O mercado brasileiro de fertilizantes registrou a entrega de aproximadamente 45 milhões de toneladas em 2025, segundo dados da Associação Nacional para Difusão de Adubos (ANDA) e do Instituto de Pesquisa Econômica Aplicada (Ipea).

Apesar do volume expressivo, o setor segue altamente dependente do mercado externo: cerca de 85% dos nutrientes utilizados no país são importados, de acordo com dados do Comex Stat. Essa operação movimenta aproximadamente US$ 15 bilhões por ano.
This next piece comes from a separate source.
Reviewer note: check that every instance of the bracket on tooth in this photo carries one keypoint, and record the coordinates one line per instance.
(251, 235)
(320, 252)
Plano Nacional de Fertilizantes busca reduzir dependência externa até 2050

Diante desse cenário, a modernização das plantas industriais é uma das diretrizes centrais do Plano Nacional de Fertilizantes (PNF), coordenado pelo Conselho Nacional de Fertilizantes e Insumos Nutricionais (Confert).

O objetivo do programa é reduzir a dependência externa do Brasil para cerca de 45% até 2050, fortalecendo a produção nacional e a competitividade do setor.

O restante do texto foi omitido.